- Born: 1987 (age 37–38) Reykjavík, Iceland
- Citizenship: Iceland
- Education: Iceland Academy of the Arts
- Occupation: Fashion designer
- Years active: 2008 – present
- Organization(s): JÖR by GUÐMUNDUR JÖRUNDSSON, Kormákur & Skjöldur
- Known for: Fashion design
- Awards: DV Culture Award for 2011
- Website: www.jorstore.com

= Guðmundur Jörundsson =

Icelandic fashion designer (born 1987)

Guðmundur Jörundsson (born 1987 in Reykjavík, Iceland) is an Icelandic fashion designer. Jörundsson graduated from the Iceland Academy of the Arts in 2011. Prior to graduation in 2010, he was commissioned to design a new master collection for fashion shop GK Reykjavík.
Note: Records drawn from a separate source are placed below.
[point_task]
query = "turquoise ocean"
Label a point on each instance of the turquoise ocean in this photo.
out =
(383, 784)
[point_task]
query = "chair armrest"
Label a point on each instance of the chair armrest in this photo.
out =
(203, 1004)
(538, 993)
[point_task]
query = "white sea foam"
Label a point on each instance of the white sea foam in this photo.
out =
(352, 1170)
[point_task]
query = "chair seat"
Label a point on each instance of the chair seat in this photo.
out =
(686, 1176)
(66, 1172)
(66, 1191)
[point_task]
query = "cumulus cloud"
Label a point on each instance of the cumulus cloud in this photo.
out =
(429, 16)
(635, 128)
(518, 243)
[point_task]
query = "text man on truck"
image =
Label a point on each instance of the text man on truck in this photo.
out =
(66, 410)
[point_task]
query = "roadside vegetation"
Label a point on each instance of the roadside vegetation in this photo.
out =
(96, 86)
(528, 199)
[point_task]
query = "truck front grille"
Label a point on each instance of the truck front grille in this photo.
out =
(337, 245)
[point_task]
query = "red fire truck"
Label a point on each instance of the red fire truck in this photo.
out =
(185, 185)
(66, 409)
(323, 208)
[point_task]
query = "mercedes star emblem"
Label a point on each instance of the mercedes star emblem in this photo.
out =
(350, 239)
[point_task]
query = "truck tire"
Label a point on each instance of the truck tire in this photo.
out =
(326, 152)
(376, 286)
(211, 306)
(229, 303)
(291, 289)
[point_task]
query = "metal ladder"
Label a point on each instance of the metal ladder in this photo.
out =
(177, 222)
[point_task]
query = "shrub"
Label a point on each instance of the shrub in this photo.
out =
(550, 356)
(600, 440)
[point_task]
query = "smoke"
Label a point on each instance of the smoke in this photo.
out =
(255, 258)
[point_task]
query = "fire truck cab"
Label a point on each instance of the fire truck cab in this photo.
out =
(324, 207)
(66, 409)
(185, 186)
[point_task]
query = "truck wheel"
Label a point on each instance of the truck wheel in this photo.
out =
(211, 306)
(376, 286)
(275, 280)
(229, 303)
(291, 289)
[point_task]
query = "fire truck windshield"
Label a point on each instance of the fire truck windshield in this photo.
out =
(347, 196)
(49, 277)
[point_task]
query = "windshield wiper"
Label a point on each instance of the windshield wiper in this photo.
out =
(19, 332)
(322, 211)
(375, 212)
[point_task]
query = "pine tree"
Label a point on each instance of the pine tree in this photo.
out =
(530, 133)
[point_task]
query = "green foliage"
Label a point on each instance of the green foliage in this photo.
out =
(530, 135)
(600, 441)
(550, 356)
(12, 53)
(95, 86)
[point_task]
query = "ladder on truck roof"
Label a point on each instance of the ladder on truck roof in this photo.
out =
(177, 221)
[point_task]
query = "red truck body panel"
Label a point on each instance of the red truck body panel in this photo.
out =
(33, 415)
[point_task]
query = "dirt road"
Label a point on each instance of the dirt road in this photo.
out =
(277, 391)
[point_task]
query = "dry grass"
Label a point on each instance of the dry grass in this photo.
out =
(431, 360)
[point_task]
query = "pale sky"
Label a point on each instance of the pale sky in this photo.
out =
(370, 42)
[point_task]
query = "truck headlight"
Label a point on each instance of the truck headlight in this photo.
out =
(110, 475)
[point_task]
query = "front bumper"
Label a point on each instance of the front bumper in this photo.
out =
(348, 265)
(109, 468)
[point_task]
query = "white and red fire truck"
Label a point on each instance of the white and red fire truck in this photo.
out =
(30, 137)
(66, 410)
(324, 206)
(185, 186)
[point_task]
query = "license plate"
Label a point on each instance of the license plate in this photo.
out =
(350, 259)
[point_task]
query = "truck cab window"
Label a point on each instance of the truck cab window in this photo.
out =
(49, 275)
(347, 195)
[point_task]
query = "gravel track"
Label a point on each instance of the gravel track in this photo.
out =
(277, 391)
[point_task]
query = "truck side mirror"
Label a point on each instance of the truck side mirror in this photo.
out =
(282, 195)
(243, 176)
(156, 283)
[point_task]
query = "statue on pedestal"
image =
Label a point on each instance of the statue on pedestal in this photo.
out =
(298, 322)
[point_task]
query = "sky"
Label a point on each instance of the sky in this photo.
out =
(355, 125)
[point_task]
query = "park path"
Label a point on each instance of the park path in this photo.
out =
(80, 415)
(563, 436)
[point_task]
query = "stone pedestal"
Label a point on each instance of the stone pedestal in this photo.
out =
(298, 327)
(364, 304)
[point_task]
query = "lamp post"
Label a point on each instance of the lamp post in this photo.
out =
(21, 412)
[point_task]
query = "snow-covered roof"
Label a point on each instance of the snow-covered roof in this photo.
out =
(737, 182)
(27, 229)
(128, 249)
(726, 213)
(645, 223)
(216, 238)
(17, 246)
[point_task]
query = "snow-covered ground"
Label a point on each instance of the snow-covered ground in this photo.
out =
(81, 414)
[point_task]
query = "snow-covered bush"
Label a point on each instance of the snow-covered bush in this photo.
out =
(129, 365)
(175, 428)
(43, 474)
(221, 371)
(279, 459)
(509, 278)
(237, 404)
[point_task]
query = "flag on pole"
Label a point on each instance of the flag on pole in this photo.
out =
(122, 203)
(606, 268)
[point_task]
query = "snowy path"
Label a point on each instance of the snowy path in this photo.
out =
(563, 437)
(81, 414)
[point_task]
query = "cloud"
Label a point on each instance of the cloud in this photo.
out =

Also and had co-founded alongside Kormákur Geirharðsson and Skjöldur Sigurjónsson the Icelandic Kormákur & Skjöldur brand; he is the creative director and head designer of this Icelandic fashion brand.

In October 2012, Jörundsson announced he would launch his own label JÖR by GUÐMUNDUR JÖRUNDSSON while remaining as creative director for Kormákur & Skjöldur.